Lamin A/C deficiency is associated with fat infiltration of muscle and bone


Jessica Tong, Wei Li, Christopher Vidal, Li Sze Yeo, Diane Fatkin, Gustavo Duque


Sarcopenia and osteopenia are two common components of the frailty syndrome that may share a common underlying mechanism. Since frailty has been associated with increased fat infiltration in muscle and bone, we hypothesized that lamin A/C, a protein of the nuclear envelope that regulates adipose differentiation, could be associated with the pathophysiology of both osteo and sarcopenia in the frailty syndrome. Four-week-old lamin A/C null (Lmna−/−), heterozygous (Lmna+/−) and wild type (WT) mice were sacrificed and their mid-thigh analyzed for fat infiltration using invasive (histology) and non-invasive (μCT) methods. Lmna−/− mice showed a significant increase in inter- (∼4-fold) and intra-myofiber (∼2.5-fold) fat and marrow fat infiltration (∼40-fold), with a significant decrease in muscle volume (−42.8%) and bone volume (−21.8%), as compared with WT controls.
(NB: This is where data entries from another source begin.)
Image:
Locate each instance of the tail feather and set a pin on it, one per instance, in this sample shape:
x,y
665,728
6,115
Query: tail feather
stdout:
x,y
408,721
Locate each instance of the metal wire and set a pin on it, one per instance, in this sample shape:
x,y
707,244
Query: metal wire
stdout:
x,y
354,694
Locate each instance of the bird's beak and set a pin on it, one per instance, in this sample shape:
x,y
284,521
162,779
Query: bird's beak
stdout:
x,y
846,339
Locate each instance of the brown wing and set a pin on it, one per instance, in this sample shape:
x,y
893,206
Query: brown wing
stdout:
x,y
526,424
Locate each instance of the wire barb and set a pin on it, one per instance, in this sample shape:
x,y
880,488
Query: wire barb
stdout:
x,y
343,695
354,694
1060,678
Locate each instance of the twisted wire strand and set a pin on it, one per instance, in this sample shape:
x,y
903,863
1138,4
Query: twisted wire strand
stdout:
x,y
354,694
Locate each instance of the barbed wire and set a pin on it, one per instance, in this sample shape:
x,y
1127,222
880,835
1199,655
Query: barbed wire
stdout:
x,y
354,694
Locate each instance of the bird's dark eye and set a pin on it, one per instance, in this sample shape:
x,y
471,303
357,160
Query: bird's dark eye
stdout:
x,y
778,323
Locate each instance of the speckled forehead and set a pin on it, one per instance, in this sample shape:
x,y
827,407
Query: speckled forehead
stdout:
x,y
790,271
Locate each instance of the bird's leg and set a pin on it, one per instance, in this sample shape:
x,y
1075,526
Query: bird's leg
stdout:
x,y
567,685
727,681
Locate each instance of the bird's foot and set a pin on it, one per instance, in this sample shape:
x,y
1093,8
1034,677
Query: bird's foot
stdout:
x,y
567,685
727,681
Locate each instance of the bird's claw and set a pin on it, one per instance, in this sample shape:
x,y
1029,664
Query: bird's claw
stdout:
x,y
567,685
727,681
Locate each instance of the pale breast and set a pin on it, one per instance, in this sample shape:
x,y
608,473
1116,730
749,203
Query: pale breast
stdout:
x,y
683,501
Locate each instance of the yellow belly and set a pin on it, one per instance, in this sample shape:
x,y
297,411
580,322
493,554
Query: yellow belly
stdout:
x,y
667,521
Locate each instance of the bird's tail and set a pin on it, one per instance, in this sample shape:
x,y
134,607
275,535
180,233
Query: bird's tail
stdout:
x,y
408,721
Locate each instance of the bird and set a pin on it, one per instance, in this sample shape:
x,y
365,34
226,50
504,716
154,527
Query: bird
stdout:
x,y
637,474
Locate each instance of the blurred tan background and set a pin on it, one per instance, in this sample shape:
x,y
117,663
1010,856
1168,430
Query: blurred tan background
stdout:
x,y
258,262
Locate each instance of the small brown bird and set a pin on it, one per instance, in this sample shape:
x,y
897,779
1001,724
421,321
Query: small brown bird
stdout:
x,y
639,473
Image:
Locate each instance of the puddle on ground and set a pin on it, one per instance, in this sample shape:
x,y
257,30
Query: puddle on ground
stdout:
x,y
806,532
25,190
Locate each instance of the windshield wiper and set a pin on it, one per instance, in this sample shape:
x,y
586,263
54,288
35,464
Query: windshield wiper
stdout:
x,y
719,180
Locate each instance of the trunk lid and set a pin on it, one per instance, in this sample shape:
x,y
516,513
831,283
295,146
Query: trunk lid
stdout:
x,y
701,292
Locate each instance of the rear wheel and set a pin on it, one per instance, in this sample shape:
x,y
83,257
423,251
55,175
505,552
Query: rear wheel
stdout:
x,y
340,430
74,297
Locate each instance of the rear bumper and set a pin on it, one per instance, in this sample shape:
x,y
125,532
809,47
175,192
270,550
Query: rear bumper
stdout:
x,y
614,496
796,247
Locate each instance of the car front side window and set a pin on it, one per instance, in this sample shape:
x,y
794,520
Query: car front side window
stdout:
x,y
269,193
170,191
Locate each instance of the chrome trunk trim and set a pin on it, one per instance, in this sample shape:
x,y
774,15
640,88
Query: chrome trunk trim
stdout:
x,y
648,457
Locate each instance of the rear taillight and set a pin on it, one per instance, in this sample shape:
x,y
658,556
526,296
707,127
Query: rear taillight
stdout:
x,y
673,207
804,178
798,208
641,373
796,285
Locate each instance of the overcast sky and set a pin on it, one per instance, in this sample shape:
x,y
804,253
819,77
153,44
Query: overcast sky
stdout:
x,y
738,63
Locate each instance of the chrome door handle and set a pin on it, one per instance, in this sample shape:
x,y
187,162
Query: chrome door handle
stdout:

Furthermore, fat infiltration happened concomitantly with a significant decline in muscle and bone strength in Lmna−/− mice. From a mechanistic approach, high levels of pro-adipogenic factors PPARγ and C/EBPα were associated with a reduction in myogenic and osteogenic factors from the Wnt-10b/β-catenin signalling pathway in Lmna−/− mice. In conclusion, lamin A/C could constitute the determinant factor in the pathogenesis and potential treatment of both sarcopenia and osteopenia, which are commonly observed in the frailty syndrome.